Nigel and Francesca: Achieving a $300,000 Annual Retirement Income for a High- Earning Surgeon

The situation

Nigel, a successful surgeon, and his wife Francesca, who does not work, are approaching retirement in about three years. Their financial landscape includes eight investment properties with considerable equity but facing challenges due to debt levels, poor returns and time spent managing said properties. With significant insurance expenses totalling $60,000 annually, they are concerned about achieving a sustainable $25,000 monthly income. The complexity of their tax structures and substantial debt add to their financial worries.

Concerns

  • Retirement Income: How to generate $300,000 per year in retirement from their assets.
  • Property Portfolio Management: Effectively managing/divesting a concentrated property portfolio with substantial debt and low returns.
  • Tax Efficiency: Navigating complex tax implications and optimizing the sale of properties.
  • Insurance Costs: Reducing high insurance expenses without compromising their financial security.

Our approach

  1. Strategic Property Liquidation:
    • Planned Sell-Down: Developed a phased sell-down strategy to minimize tax impacts and optimize liquidity.
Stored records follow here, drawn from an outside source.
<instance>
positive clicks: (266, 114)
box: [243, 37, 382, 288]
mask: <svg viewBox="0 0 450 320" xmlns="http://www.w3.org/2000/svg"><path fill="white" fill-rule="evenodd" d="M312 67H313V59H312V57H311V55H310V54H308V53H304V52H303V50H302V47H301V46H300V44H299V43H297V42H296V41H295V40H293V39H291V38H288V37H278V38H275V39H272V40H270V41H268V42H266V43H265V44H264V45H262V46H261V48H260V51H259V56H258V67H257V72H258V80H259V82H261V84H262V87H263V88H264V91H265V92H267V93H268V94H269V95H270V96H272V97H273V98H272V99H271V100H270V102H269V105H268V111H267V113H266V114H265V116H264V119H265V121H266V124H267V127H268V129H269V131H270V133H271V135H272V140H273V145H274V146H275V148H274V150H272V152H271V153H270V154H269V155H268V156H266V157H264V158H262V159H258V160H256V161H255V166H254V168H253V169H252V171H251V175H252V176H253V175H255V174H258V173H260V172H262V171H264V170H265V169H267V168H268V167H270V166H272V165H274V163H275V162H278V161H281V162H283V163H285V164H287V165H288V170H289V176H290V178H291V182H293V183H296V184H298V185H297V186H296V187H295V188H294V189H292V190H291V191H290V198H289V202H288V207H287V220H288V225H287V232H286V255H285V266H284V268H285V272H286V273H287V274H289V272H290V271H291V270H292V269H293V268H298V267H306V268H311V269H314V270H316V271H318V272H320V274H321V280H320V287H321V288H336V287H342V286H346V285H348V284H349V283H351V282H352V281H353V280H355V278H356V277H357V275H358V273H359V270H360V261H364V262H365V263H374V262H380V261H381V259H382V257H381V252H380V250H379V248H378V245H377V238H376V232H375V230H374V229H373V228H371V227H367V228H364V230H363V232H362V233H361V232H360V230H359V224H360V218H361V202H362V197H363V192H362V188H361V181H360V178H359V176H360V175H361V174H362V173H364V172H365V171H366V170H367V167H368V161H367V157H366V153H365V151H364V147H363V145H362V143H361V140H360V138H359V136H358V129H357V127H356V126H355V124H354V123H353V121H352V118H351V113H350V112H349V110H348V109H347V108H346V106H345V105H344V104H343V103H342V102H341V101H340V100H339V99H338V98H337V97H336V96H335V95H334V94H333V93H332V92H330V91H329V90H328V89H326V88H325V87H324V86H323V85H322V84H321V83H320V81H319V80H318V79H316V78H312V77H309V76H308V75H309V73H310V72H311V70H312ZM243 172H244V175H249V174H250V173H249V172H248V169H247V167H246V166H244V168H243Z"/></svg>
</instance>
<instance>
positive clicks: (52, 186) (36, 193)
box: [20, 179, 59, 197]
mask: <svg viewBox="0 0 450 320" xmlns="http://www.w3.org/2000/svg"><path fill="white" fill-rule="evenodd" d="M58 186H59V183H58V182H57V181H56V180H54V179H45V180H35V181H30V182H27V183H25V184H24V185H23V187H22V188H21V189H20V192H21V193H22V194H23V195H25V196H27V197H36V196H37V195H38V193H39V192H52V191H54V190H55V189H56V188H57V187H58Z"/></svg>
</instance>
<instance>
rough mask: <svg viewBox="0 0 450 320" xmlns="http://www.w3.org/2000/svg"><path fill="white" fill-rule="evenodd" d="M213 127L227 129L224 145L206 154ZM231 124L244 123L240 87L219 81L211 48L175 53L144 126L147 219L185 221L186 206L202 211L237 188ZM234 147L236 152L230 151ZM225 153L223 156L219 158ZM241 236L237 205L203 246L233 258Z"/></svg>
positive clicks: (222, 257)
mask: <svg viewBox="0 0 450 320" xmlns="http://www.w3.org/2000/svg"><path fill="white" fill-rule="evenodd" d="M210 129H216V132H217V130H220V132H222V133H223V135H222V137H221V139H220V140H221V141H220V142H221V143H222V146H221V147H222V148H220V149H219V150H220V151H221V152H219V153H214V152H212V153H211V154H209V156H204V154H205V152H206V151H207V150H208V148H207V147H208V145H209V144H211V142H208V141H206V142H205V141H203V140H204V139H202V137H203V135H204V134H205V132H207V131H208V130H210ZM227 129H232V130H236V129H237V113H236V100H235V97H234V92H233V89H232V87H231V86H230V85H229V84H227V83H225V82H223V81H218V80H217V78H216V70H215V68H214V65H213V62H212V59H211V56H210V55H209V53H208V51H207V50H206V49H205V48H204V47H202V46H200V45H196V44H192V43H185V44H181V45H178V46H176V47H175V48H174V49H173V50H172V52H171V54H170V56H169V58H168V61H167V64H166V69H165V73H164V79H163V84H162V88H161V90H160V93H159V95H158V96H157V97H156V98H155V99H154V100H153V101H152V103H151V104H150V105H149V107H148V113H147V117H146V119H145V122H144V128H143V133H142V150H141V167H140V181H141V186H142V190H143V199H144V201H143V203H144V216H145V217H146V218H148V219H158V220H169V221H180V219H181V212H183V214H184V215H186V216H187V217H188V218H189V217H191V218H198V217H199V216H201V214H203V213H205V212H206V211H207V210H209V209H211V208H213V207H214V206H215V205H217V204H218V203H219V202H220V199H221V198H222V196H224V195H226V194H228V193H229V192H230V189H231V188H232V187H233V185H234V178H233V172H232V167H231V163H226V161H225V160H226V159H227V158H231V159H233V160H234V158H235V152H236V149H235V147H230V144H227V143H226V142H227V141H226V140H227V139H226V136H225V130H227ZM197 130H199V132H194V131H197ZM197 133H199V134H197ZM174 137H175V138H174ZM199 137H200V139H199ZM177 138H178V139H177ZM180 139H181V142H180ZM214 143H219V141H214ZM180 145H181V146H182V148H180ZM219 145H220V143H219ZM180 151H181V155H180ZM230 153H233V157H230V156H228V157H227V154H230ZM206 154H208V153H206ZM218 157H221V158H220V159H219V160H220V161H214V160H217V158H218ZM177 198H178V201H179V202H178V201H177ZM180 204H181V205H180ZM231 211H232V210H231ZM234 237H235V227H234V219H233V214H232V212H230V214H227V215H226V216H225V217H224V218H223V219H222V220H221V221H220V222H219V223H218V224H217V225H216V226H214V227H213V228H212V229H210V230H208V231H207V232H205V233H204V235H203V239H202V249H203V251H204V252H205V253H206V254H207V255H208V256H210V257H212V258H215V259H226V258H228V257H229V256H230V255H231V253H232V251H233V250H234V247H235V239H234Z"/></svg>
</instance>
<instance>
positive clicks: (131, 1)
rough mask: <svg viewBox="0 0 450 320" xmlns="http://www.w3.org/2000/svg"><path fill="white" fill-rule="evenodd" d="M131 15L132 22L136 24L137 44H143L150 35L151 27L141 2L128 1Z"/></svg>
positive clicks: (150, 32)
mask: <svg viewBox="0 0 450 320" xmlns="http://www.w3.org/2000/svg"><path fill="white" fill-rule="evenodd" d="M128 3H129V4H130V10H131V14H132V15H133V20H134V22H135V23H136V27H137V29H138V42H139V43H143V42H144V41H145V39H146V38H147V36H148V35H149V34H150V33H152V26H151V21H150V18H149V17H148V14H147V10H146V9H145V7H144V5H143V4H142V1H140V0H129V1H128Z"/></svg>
Prioritized the sale of poor-performing properties and scheduled the sale of high capital gains tax (CGT) properties during retirement, capitalizing on lower taxable income.
  2. Capital Reallocation and Debt Reduction:
    • Debt Management: Utilized proceeds from property sales to significantly reduce existing debt, improving overall financial stability.
    • Income Generation: Reallocated liquidated capital to generate a stable retirement income, addressing the need for $25,000 monthly withdrawals.
  3. Superannuation Optimization:
    • Maximizing Contributions: Implemented non-concessional contributions (NCCs) and leveraged the downsizer contribution strategy to boost Nigel’s Self-Managed Super Fund (SMSF), given their long-term ownership of a qualifying property.
    • Concessional Contributions: Increased concessional contributions, including catch-up contributions to fully utilize previous years’ unused caps, enhancing superannuation growth and tax efficiency.
  4. Diversified Investment Strategy:
    • Customized Advice: Provided tailored investment advice across multiple structures, including SMSF, trusts, and companies, to optimize returns and manage risks.
    • Enhanced Diversification: Transitioned to a diversified investment portfolio, focusing on high-growth assets to improve liquidity and long-term performance.
  5. Insurance and Cost Management:
    • Insurance Review: Eliminated unnecessary insurance costs, freeing up $60,000 annually, considering their robust financial position and absence of dependants.
  6. Retirement Income Planning:
    • Allocated Pensions: Developed a strategy for implementing allocated pensions at retirement to ensure a reliable and consistent income stream.

The benefits

  • Achieved Income Targets: Met the $300,000 annual retirement income goal with a well-structured plan.
  • Significant Superannuation Growth: Nearly double superannuation value in seven years through strategic contributions and effective management.
  • Tax Efficiency: Reduced tax liabilities with a strategic approach to property sales, resulting in substantial savings.
  • Improved Liquidity and Diversification: Enhanced financial flexibility with a diversified investment portfolio, reducing dependency on property assets.
  • Cost Savings: Achieved significant cost savings by eliminating high insurance expenses, contributing to overall financial health.